In this video, we will present the staged microsurgical removal of thalamo-peduncular tumor through a trans-temporal approach. I’m Giuseppe Cinalli, director of Pediatric Neurosurgery at Santobono-Pausillipon Children’s Hospital.

It’s a 22-month female child with a two-month history of progressive postural instability, acute right-sided hemiparesis without cranial hypertension, signaling a thalamo-peduncular syndrome. The cranial CT showed a giant lesion deep-seated at left thalamo-peduncular interface with heterogeneous density and perilesional edema.

This is the CT scan, showing the hypodense mass in the left hemisphere, thalamo-peduncular localization. A contrast-enhanced encephalic MRI confirmed the presence of the lesion in the temporal lobe, with optic chiasm involvement, anterior displacement of the A1 and M1 cerebral arteries, and posterior dislocation of P1 and P2. Spectroscopy showed a picture of heteroplastic proliferation with high proliferation rate of glial cell-line. And DTI sequences with tractography revealed the posteromedial dislocation of the left corticospinal tract, which is unusual according to the literature.

These are the images of the axial T1 injected MRI, showing the mass in the left thalamus and the peduncle. This is the sagittal image, showing the same mass under sagittal point of view. And this is the coronal, showing how deep the thalamic mass goes inside the peduncle and the temporal extension.

This is the overall aspect of the injected MRI of the patient. Subtemporal approach was feasible, but the upper part would have been less easy to control. Instead, it was chosen a transtemporal approach because of better tumor control, especially in the upper part of the tumor.

This is the overall imaging of the setup, with the support below the head in order to avoid excessive pressure of the pins and allow the head to be also supported by the cushion below. Trichotomy and draping was made as usual. And an inverted U-shaped incision located by navigation was carried out–

This is the craniotomy, frontotemporal, centered on the lesion, planned by neuronavigation. This is the incision of the cortex at the level of the inferior temporal gyrus. Opening, you can see the silhouette of the tumor in the background. Labbe vein was spared, of course. This section of the corticotomy, deepening to expose the tumor. This is the internal debulking of the tumor, with the perspective of the subtotal removal in order to have a decompressive effect and histology, in order to possibly achieve a complete removal in two stage, trying to limit as much as possible the risks of neurological deficits.

This is to give an idea of the texture of the tumor. This is the boundaries that has been reached during the first surgery.

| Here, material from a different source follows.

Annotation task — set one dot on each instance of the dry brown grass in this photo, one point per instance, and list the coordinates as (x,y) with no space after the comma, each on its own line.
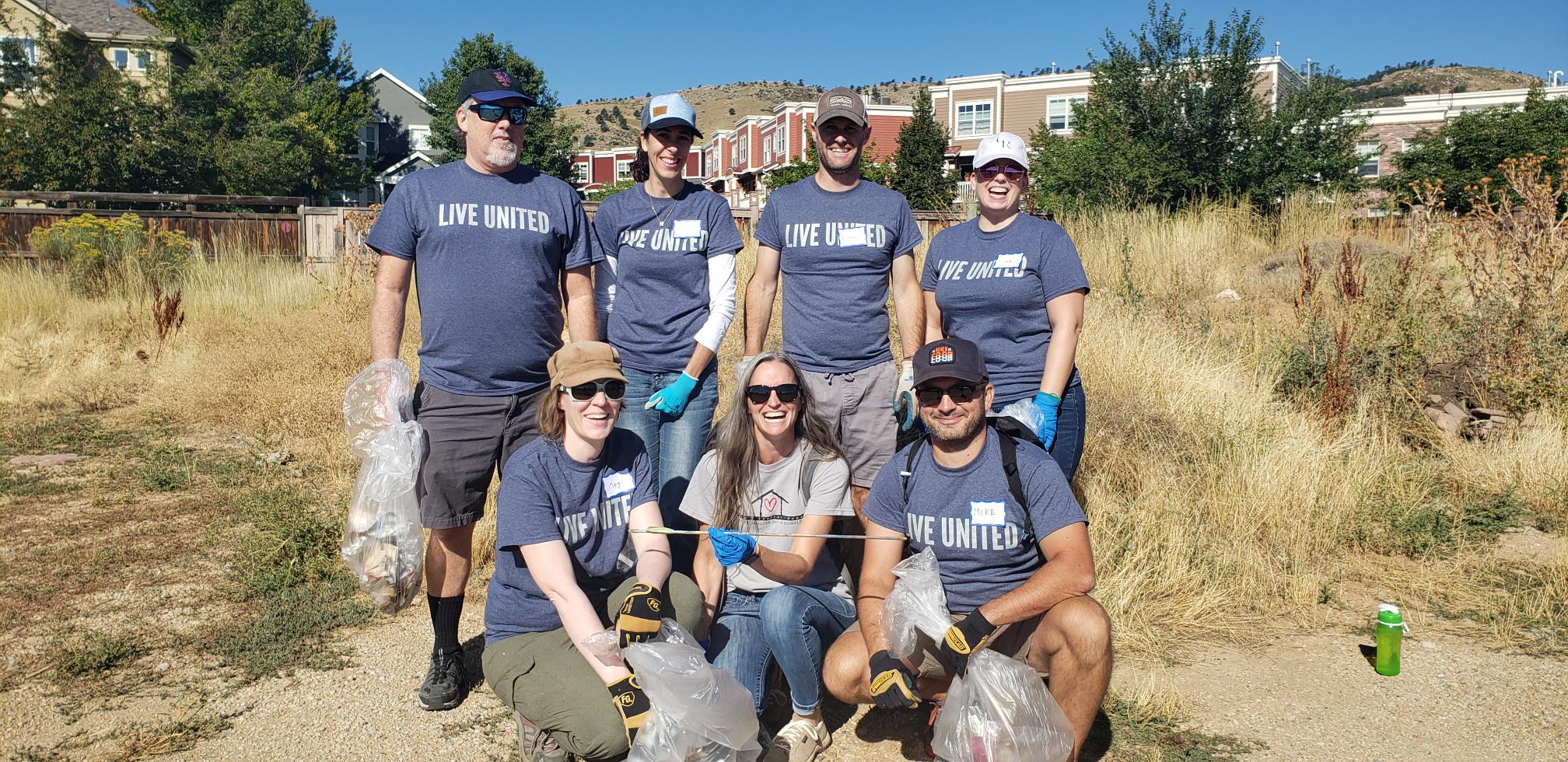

Again, removal of the lower interface of the tumor, within the temporal horn. And this is the intermediate MRI, showing partial removal. Unfortunately, this was a pilomyxoid astrocytoma, so an immediate regrowth was observed at only one month after surgery, with significant increase of the residual volume and obliging the surgeons to perform a second procedure very rapidly, without waiting for chemotherapy.

That was the original plan. We were obliged to complete the resection in order to offer to the oncologists the possibility to perform a neoadjuvant therapy. And this is the result after the second surgery.